Watkins also points out that the team believes the finding of the microparticles containing liver-specific mRNAs in the healthy animal is important.
"It may therefore be possible to monitor gene transcription in the liver through a blood test," he says. "This could be very useful in drug development to detect induction of drug metabolizing enzymes and transporters to predict drug interactions. It may also be possible to use this technology to other liver responses to drugs, including such things as PPAR activation."
According to Watkins, the next step for this research is to translate these preclinical findings to human samples.
"Preliminary studies by our group have indeed shown that these circulating mRNAs are increased in patients suffering from drug-induced liver injury," he notes. "Collection of more patient samples and subsequent analyses are currently underway. In addition, analyses and generation of these genomic profiles following exposure to other drugs is necessary to further assess the potential of our findings."

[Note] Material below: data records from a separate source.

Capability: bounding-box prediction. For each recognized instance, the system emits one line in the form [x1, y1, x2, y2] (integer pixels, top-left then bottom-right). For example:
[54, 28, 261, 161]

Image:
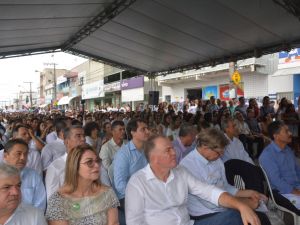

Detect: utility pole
[44, 55, 57, 101]
[23, 81, 32, 107]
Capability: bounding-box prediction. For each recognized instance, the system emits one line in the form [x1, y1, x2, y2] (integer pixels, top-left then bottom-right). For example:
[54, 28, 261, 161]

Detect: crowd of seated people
[0, 96, 300, 225]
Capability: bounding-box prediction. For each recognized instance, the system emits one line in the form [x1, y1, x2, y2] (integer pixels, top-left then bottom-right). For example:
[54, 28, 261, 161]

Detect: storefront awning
[39, 104, 49, 108]
[57, 96, 69, 105]
[272, 66, 300, 77]
[69, 95, 80, 102]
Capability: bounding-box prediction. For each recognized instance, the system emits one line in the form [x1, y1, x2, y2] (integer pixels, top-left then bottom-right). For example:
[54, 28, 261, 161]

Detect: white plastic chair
[259, 165, 300, 225]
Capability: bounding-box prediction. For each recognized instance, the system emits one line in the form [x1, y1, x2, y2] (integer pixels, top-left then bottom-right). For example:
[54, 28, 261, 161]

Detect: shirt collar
[271, 141, 288, 152]
[145, 163, 174, 183]
[128, 141, 137, 151]
[176, 137, 186, 151]
[193, 148, 210, 165]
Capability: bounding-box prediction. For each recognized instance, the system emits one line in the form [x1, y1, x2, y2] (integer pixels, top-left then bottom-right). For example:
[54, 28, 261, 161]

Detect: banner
[202, 86, 218, 100]
[219, 84, 230, 101]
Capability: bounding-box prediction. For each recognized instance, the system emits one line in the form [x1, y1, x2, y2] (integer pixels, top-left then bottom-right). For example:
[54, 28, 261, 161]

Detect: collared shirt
[113, 141, 148, 199]
[221, 134, 254, 165]
[99, 138, 123, 170]
[46, 131, 57, 144]
[259, 142, 300, 194]
[125, 165, 224, 225]
[3, 203, 47, 225]
[172, 137, 195, 164]
[41, 138, 67, 170]
[21, 167, 46, 211]
[0, 148, 43, 176]
[45, 153, 68, 199]
[180, 149, 238, 216]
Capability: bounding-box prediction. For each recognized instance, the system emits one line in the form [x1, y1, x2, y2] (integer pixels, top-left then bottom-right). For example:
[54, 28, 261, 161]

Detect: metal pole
[53, 63, 57, 101]
[24, 81, 32, 107]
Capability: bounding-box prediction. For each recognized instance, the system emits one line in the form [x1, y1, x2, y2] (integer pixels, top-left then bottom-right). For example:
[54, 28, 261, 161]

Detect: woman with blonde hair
[46, 145, 119, 225]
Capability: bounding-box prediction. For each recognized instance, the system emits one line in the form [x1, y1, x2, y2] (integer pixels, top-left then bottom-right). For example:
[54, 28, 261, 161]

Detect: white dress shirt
[99, 138, 123, 170]
[3, 203, 47, 225]
[221, 134, 254, 165]
[0, 148, 43, 176]
[180, 149, 238, 216]
[125, 164, 224, 225]
[41, 138, 66, 170]
[45, 153, 68, 199]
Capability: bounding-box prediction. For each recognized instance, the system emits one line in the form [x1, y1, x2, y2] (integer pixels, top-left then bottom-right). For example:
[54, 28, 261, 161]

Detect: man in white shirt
[0, 163, 47, 225]
[45, 125, 85, 199]
[4, 139, 46, 211]
[41, 120, 67, 171]
[125, 136, 260, 225]
[99, 120, 125, 170]
[180, 128, 271, 225]
[221, 118, 254, 165]
[0, 125, 43, 176]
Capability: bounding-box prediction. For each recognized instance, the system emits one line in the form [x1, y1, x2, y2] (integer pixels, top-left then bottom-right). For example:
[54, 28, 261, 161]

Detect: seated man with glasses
[180, 128, 270, 225]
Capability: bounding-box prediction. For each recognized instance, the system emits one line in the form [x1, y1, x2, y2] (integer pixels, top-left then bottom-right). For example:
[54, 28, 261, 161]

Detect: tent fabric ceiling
[0, 0, 300, 72]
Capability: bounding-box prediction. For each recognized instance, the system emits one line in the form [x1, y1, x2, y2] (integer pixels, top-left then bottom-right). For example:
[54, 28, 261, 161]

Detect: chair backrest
[224, 159, 265, 193]
[259, 165, 300, 225]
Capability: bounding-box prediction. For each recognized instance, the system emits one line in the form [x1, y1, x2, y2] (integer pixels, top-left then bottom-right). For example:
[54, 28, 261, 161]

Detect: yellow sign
[231, 70, 241, 85]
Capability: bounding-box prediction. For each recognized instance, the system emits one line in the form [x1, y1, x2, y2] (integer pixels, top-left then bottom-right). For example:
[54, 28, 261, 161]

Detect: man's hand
[239, 204, 260, 225]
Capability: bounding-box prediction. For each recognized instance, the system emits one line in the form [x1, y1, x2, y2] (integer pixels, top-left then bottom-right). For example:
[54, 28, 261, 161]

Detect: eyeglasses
[80, 158, 102, 168]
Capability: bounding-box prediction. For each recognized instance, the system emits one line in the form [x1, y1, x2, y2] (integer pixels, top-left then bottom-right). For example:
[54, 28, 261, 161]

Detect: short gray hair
[221, 118, 233, 131]
[0, 163, 20, 178]
[178, 123, 197, 137]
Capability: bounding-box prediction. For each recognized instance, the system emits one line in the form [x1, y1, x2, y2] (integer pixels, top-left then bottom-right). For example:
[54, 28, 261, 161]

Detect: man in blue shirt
[4, 139, 46, 211]
[259, 121, 300, 215]
[113, 119, 150, 224]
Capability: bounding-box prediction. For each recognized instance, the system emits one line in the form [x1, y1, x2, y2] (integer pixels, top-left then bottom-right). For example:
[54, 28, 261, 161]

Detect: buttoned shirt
[0, 148, 43, 176]
[3, 203, 47, 225]
[259, 142, 300, 194]
[180, 149, 238, 216]
[221, 134, 254, 165]
[41, 138, 67, 170]
[125, 165, 224, 225]
[46, 131, 57, 144]
[99, 138, 123, 170]
[21, 167, 46, 211]
[113, 141, 148, 199]
[45, 153, 68, 199]
[172, 137, 195, 164]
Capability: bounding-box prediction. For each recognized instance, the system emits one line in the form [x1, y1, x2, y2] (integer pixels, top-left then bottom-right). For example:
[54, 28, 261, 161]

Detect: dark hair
[12, 124, 28, 136]
[144, 135, 166, 162]
[126, 118, 145, 139]
[4, 138, 28, 152]
[84, 122, 100, 136]
[64, 125, 82, 139]
[111, 120, 125, 130]
[197, 128, 228, 149]
[55, 119, 67, 135]
[268, 120, 285, 140]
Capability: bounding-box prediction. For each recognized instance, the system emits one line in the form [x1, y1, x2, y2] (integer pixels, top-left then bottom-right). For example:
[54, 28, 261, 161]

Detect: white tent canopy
[57, 96, 70, 105]
[0, 0, 300, 74]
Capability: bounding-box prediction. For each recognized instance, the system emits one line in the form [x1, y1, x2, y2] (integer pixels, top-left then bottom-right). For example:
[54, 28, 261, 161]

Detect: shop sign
[82, 80, 104, 99]
[202, 86, 219, 100]
[56, 76, 67, 85]
[104, 81, 121, 92]
[278, 48, 300, 69]
[121, 76, 144, 90]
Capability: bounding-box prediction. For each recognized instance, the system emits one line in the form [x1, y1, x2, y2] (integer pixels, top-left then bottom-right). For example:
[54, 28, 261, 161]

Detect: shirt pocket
[21, 187, 34, 205]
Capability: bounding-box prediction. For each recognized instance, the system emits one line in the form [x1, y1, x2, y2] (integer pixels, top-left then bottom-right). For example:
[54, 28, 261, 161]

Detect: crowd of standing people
[0, 96, 300, 225]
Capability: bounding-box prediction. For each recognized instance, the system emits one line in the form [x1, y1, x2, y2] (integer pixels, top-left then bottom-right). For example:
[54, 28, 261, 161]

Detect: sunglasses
[80, 158, 102, 168]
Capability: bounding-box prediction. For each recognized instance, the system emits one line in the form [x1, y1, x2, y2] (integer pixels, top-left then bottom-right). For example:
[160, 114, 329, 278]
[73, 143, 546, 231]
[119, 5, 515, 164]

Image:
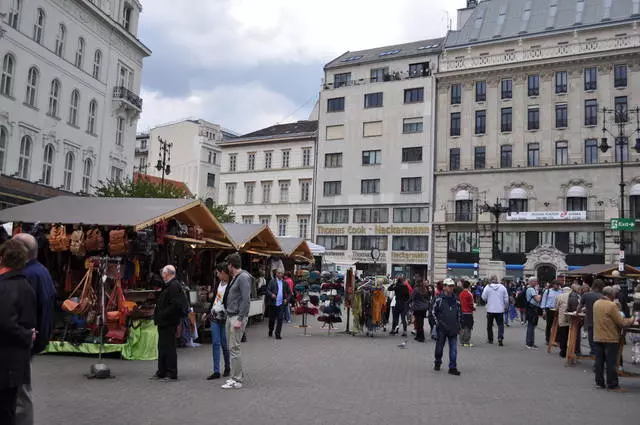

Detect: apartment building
[315, 39, 443, 276]
[434, 0, 640, 280]
[219, 121, 318, 239]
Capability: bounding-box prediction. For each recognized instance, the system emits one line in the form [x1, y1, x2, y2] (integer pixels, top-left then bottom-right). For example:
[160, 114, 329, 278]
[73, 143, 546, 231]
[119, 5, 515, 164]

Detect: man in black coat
[152, 266, 189, 381]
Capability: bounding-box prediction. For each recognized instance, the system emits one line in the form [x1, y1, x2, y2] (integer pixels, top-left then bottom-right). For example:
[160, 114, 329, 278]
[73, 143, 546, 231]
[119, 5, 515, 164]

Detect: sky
[138, 0, 466, 134]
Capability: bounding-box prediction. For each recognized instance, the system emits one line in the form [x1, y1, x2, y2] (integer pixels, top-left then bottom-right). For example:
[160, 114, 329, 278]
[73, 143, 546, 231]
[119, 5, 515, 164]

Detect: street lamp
[479, 198, 511, 261]
[599, 105, 640, 273]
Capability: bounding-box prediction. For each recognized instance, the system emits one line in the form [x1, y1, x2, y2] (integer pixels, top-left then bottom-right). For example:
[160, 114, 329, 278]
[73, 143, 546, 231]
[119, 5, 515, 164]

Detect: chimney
[456, 0, 478, 31]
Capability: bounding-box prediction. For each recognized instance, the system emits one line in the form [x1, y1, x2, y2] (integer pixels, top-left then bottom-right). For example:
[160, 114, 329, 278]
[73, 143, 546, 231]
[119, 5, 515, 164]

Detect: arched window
[24, 66, 40, 107]
[42, 143, 55, 186]
[87, 99, 98, 134]
[49, 79, 60, 117]
[18, 136, 33, 180]
[33, 8, 47, 44]
[92, 50, 102, 80]
[75, 37, 84, 69]
[0, 53, 16, 97]
[69, 89, 80, 127]
[82, 158, 93, 193]
[64, 152, 73, 191]
[55, 24, 67, 57]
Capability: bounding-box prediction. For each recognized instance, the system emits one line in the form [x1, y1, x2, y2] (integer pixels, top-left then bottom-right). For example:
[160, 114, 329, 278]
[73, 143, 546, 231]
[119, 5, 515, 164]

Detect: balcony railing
[113, 86, 142, 110]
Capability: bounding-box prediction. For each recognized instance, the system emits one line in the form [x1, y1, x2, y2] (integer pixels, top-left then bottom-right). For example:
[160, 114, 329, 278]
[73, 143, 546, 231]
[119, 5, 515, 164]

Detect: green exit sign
[611, 218, 636, 230]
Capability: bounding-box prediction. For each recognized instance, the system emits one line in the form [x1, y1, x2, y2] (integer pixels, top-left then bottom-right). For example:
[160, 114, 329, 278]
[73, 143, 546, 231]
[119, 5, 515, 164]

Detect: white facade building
[0, 0, 151, 192]
[219, 121, 318, 239]
[315, 39, 443, 276]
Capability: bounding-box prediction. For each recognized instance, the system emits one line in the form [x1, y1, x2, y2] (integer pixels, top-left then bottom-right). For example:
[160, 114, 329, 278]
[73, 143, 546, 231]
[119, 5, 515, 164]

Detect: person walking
[433, 278, 462, 376]
[207, 262, 231, 381]
[222, 253, 252, 390]
[0, 240, 38, 425]
[152, 265, 189, 381]
[482, 275, 509, 347]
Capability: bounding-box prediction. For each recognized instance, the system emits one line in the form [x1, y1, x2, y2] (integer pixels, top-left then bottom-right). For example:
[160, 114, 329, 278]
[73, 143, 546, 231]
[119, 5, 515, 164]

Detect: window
[556, 103, 569, 128]
[362, 150, 382, 165]
[33, 8, 47, 44]
[82, 158, 93, 193]
[262, 182, 271, 204]
[0, 53, 15, 97]
[391, 236, 429, 251]
[473, 146, 486, 170]
[74, 37, 84, 69]
[584, 66, 598, 91]
[207, 173, 216, 187]
[476, 109, 487, 135]
[55, 24, 67, 57]
[476, 81, 487, 102]
[451, 84, 462, 105]
[49, 79, 60, 117]
[556, 71, 569, 94]
[351, 236, 389, 251]
[449, 148, 460, 171]
[63, 152, 74, 191]
[324, 153, 342, 168]
[353, 208, 389, 223]
[323, 181, 342, 196]
[87, 99, 98, 134]
[500, 145, 513, 168]
[402, 117, 423, 134]
[500, 79, 513, 100]
[613, 65, 627, 88]
[449, 112, 460, 136]
[69, 90, 80, 127]
[400, 177, 422, 193]
[42, 143, 54, 186]
[278, 215, 289, 236]
[300, 180, 311, 202]
[316, 236, 349, 251]
[404, 87, 424, 103]
[402, 146, 422, 162]
[318, 208, 349, 224]
[364, 92, 382, 108]
[584, 99, 598, 125]
[24, 66, 40, 108]
[556, 140, 569, 165]
[527, 143, 540, 167]
[393, 207, 429, 223]
[333, 72, 351, 89]
[584, 139, 598, 164]
[91, 50, 102, 80]
[264, 151, 273, 170]
[527, 74, 540, 97]
[279, 180, 291, 203]
[500, 108, 513, 133]
[327, 97, 344, 112]
[247, 152, 256, 171]
[527, 107, 540, 130]
[302, 148, 311, 167]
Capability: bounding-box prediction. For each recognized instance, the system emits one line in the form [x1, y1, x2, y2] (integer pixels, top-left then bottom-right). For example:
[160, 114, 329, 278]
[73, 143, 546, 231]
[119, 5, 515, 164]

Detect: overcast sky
[138, 0, 466, 133]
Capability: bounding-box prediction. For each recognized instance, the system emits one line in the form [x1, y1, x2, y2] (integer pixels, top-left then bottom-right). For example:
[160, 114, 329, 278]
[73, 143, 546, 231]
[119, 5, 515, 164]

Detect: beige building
[434, 0, 640, 279]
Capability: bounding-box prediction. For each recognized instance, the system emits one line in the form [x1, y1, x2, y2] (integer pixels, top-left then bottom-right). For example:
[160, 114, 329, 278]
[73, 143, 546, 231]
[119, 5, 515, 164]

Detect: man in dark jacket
[433, 279, 462, 376]
[152, 266, 189, 381]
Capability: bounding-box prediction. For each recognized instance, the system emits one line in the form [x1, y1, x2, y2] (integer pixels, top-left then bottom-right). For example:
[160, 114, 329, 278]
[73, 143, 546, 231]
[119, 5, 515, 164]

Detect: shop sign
[507, 211, 587, 221]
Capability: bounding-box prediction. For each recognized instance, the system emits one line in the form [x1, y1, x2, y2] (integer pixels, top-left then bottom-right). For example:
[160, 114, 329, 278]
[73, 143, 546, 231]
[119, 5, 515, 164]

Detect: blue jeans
[434, 331, 458, 369]
[211, 321, 231, 373]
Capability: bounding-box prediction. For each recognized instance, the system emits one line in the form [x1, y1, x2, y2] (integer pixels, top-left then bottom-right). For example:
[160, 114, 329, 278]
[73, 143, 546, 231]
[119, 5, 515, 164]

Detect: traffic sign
[611, 218, 636, 230]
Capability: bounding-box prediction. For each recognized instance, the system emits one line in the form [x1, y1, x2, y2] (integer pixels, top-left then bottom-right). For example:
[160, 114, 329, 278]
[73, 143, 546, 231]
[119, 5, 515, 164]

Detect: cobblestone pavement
[33, 310, 640, 425]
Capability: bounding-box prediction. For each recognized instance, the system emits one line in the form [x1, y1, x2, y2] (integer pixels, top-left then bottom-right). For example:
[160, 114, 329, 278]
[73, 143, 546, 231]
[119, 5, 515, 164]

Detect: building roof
[445, 0, 640, 49]
[324, 38, 444, 70]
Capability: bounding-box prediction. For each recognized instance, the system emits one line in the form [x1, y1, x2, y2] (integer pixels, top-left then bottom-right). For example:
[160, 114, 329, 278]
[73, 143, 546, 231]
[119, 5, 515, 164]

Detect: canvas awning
[0, 196, 233, 247]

Watkins says the team's main focus at the moment is on the collection and analysis of samples from human patients suffering from drug-induced liver injury.
"We are also perfecting methods to allow us to specifically isolate those particles in the blood that originate from the liver," he says. "This will refine our analyses significantly by excluding particles released from other tissues. In essence, we will then have a snapshot of the changes occurring specifically in the liver in these patients: a virtual liver biopsy generated through the analysis of readily available blood samples. The potential for such a tool in drug discovery-based research is enormous."
The Hamner Institutes for Health Sciences is located on a 56-acre campus in the heart of Research Triangle Park, N.C. As a cross-disciplinary nonprofit organization, The Hamner Institutes acts as a catalyst to facilitate life sciences technology development among North Carolina universities, while serving as a gateway to establish research collaborations with the bio/pharmaceutical industry and countries in Europe and Asia.